Ambiguous Desire nasceu nas noites de Nova Iorque e mostra-nos um outro lado de Arlo Parks.
O impulso de ir à procura de uma visão mais adulta e de uma postura mais capaz sobre um mundo assoberbante. Uma crise de identidade aos 25. Uma suave ruptura com versões passadas. A vontade de fazer coisas novas. E de não fazer nada de todo. De dançar apenas e repetir a rotina nos dias seguintes. Até que o cansaço ocupe o seu espaço. Neste terceiro álbum de Arlo Parks, há festas em casa e pistas de dança escuras. Há cigarros de enrolar e bebida a mais. Há a Maria e o ex da Maria, há o primo da Aleda, há o Conor e a Cindy. Há noites sem rumo e noites que se transformam nas noites seguintes. O soft-rock de Collapsed in Sunbeams (2021) ficou para trás, tendo Parks mergulhado em inspirações de house, garage e techno para fazer Ambiguous Desire, um caminho de certa forma já aberto por My Soft Machine (2023).
A descrição cativa, mas revela-se uma experimentação contida, um exercício que já vimos noutros lados e melhor conseguido. Nas entrevistas que deu a propósito deste lançamento, a música e poeta britânica revelou sempre intenções bonitas na construção das músicas, mas parece que, neste disco, elas não transparecem como nos outros. A essência é a mesma, mas está atrás de um nevoeiro sonoro pouco marcante e muito repetido. Para uma artista cujos trunfos eram a voz e as letras, um álbum que põe esses elementos em segundo plano, para dar espaço a sintetizadores comuns, acaba por ser um álbum inócuo e amorfo.
Ao longo da sua discografia, encontramos poemas que falam das coisas que se passam na cabeça de todos, mas sempre num tom dócil e num diálogo constante com o mundo envolvente, ao mesmo tempo que descrevem a luz e os objectos que definem a atmosfera da narração. As faixas são quase sempre cenas e o sumo da sua música é a forma como Parks encaixa turbilhões de ideias em versos concisos.

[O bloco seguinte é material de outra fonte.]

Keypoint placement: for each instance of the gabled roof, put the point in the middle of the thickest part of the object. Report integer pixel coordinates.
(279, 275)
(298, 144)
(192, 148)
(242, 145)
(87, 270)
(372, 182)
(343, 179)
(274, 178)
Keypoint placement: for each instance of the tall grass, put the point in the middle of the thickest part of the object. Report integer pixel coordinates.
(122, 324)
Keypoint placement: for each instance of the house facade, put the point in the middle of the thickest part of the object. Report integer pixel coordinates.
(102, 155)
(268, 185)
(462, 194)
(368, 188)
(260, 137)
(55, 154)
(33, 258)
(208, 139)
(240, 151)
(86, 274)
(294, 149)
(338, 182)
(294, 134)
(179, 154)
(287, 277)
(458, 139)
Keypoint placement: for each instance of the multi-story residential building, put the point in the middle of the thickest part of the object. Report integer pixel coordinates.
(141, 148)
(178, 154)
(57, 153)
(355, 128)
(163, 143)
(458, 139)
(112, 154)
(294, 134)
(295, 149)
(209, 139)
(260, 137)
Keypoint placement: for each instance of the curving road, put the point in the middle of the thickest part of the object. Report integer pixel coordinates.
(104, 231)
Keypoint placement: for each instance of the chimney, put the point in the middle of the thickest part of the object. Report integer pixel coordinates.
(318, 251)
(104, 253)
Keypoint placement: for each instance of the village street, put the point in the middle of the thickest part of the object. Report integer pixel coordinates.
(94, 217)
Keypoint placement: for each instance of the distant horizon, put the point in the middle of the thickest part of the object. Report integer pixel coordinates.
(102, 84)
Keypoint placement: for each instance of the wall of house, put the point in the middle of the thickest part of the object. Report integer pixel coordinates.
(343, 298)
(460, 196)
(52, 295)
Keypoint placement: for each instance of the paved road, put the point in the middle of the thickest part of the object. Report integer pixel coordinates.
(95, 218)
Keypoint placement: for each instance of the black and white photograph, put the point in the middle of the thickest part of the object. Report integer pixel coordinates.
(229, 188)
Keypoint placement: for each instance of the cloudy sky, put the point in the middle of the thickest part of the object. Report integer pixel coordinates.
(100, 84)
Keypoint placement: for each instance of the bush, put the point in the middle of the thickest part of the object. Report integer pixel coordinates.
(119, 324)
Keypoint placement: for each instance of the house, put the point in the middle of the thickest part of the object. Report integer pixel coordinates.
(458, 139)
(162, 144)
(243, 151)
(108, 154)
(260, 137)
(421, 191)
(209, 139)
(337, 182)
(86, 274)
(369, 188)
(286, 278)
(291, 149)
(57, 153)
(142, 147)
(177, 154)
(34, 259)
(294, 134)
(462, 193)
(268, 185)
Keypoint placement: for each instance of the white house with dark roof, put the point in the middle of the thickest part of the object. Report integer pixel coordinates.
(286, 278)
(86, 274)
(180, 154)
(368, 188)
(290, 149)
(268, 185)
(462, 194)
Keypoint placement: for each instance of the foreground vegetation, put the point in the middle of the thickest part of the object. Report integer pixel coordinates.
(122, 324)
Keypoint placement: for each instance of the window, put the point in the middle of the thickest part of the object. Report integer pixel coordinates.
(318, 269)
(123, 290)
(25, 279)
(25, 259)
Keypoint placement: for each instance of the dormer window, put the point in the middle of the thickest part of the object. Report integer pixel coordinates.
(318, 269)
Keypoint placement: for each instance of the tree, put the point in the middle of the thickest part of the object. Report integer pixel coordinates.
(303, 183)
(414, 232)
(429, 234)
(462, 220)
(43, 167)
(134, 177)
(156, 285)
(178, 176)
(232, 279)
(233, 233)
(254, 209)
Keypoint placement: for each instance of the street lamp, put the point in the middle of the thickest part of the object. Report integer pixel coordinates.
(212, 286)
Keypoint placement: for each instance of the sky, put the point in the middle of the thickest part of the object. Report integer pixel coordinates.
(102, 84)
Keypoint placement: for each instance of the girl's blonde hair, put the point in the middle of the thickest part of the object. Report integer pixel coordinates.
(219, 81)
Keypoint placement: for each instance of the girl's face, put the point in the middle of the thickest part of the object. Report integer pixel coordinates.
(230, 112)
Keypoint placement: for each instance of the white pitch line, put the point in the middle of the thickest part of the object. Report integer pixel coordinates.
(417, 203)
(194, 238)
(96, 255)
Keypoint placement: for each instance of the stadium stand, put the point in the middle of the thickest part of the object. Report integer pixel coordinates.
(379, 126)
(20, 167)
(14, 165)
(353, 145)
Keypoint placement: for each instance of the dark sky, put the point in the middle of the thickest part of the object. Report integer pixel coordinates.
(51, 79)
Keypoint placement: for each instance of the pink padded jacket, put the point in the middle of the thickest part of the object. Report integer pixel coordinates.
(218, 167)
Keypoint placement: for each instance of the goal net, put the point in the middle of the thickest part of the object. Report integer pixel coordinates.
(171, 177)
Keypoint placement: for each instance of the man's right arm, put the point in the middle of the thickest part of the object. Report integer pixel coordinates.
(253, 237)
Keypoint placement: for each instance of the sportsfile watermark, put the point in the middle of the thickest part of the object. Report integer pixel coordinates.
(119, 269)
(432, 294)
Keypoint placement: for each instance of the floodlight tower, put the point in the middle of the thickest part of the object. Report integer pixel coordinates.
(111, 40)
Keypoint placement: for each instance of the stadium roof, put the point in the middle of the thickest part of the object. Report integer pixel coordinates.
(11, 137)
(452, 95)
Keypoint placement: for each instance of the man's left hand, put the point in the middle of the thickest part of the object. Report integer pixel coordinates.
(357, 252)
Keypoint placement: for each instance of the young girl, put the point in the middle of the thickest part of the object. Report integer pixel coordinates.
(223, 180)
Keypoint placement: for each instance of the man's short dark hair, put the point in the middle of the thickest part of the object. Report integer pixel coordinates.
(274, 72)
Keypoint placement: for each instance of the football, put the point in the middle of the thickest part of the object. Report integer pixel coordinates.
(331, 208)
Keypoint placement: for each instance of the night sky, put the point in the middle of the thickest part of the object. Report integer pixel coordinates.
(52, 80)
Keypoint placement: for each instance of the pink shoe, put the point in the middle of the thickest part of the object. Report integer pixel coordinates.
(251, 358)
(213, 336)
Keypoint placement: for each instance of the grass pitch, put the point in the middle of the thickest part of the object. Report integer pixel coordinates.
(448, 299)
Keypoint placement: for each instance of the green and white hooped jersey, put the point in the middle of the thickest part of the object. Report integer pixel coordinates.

Ao longo dos seus discos, acedemos a confissões e a dúvidas descritas como se fossem as coisas mais banais, sem que o seu peso alguma vez seja desrespeitado. Não é que Ambiguous Desire difira completamente desse formato, mas tenta usar outros elementos e não consegue fazer jus aos seus antecessores. O disco está bem produzido e tem faixas interessantes, ora pelas letras (raras vezes), ora pelos ritmos flutuantes e brilhantes. Contudo, e contra as expectativas que a carreira de Parks tem alimentado, é pouco memorável.
“Get Go”, “Beams” e “Floette” são as músicas mais arloparksy, pelas tais observações afiadas que nos transportam para os seus cenários e pelos arranjos descomprometidos, mas o que predomina no disco são faixas mais nebulosas, como “Blue Disco” e “Heaven”. No fim, começa a soar tudo como mais do mesmo e o tédio começa tomar lugar à atenção. Infelizmente para todos os fãs dedicados do primeiro disco (e apreciadores comedidos do segundo), este é um álbum esquecível em pouco tempo e não parece vir acrescentar grandemente à discografia, que começou tão impressionante.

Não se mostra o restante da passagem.